Tips For Stepping Up Your Prep Game

Barmen experimenting with new recipes for cocktail
Bartender cutting a grapefruit on the chopping board with another taking down notes. Men experimenting with creating cocktail drink.

A well-prepared bar makes for a more efficient and more profitable operation. So how can you improve your prep work? A panel session at the Tales of the Cocktail conference in July offered some insight on the classic culinary techniques of the bar world. Here are a few of their tips.

For starters, you should approach prep with organization and make it a priority. “Prep is a wonderful opportunity to set the foundation for more interesting drinks and unique service, and differentiate our product,” said bar consultant Alex Day, co-owner of Death & Co. in New York and Honeycut in Los Angeles.

In fact, Day said, “we’re adjusting our processes to put prep on a pedestal. At his bars, prep is a step in upward mobility. “You start and learn in the lab how everything is made,” he said.


You want to be able to have a reference for communicating your prepping strategies, Day added. He recommends using tools such as a drink-batching calculator spreadsheet and the cross-platform organizational app Evernote.

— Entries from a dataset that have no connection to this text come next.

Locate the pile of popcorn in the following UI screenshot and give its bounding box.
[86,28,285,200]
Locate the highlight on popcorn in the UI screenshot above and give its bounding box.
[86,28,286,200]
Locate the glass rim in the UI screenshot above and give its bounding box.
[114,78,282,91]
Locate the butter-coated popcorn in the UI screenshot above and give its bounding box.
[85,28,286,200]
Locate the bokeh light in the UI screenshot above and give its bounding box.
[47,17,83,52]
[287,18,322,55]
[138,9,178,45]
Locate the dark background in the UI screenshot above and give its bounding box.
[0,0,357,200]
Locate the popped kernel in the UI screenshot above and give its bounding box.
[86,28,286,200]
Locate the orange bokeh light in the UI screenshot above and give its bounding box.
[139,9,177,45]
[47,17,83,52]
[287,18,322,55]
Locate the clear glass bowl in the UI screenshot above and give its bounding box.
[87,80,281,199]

Use the structure of kitchen prep, with everything in its place designed to eliminate obstacles and allow for speed, said Micah Melton, beverage director of renowned cocktail bar The Aviary in Chicago. The Aviary has a unique challenge in that there is no bar, so all of the prep work takes place in the kitchen and typically happens in the morning before the bartenders come in.

The advance prep work enables the Aviary get its craft cocktails out to guests faster: The bar’s average ticket time for a drink is three minutes, seven seconds. That’s important, because “you don’t want the guest sitting there with nothing,” Melton said. Customers don’t notice when a drink comes out fast, he noted, but they do notice if it takes too long.

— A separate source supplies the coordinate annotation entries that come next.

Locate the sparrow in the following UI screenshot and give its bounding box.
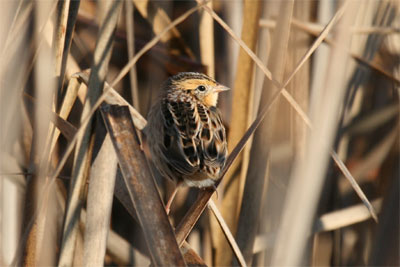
[144,72,229,193]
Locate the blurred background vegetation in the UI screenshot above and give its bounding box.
[0,0,400,266]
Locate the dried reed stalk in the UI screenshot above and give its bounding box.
[212,1,263,265]
[102,106,185,266]
[59,1,122,266]
[125,1,140,111]
[272,4,355,265]
[83,129,117,266]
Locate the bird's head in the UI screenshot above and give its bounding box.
[169,72,229,107]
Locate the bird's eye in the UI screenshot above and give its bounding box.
[197,85,206,92]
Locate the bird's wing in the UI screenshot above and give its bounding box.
[161,100,200,175]
[197,104,228,177]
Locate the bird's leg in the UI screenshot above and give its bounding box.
[165,181,182,215]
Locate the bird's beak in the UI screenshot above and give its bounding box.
[214,84,231,93]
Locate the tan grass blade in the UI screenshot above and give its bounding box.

For inspiration on culinary tips and techniques, Melton said that he frequently turns to The Flavor Bible, by Karen Page and Andrew Dornenburg. The Vegetarian Flavor Bible, the 2014 follow-up to the 2008 original, “is even better,” he said.

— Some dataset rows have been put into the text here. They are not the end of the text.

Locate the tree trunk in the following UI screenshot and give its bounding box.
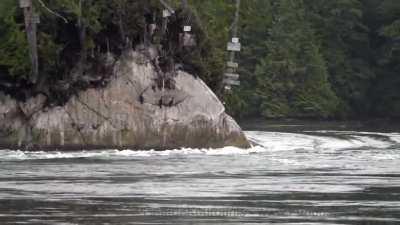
[24,0,39,83]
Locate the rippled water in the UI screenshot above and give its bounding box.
[0,131,400,225]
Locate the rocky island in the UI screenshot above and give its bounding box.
[0,51,249,150]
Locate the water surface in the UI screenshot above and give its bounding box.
[0,130,400,225]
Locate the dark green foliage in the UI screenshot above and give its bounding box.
[0,0,400,118]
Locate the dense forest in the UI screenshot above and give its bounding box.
[0,0,400,119]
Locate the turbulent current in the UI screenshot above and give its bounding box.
[0,131,400,225]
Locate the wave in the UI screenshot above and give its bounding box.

It also helps to understand your produce, and how time and preparation techniques affect it. Flavor, aroma and texture are all important in cocktails so make sure your prep work does not result in wilted herbs or dried-out fruit. To keep mint vibrant, you can shock it in ice water for a few minutes, Melton said, then clip the stems and put in hot water.

“Lemon has a tendency to get really funky really fast,” said London-based bartender Kelsey Ramage. She and fellow panelist Iain Griffiths also run Trash Tiki, a pop-up concept and online platform that aims to create Tiki bar ingredients from items that would have been thrown out, from lime husks and banana peels to stale almond croissants.

Technology can help with prepping, particularly if you batch drinks. Melton advised getting a juicer, such as a Zummo, “which will give you the same amount of lime juice every time.”

But don’t be afraid to work with what you’ve got, the panelists noted. You don’t need fancy gear such as a rotary evaporator, centrifuge, homogenizer or carbonation rig to make a good drink.

“A classic Daiquiri is the best thing in the world,” Day said. “If I pass that through a rotovap, it’s not better, it’s different.”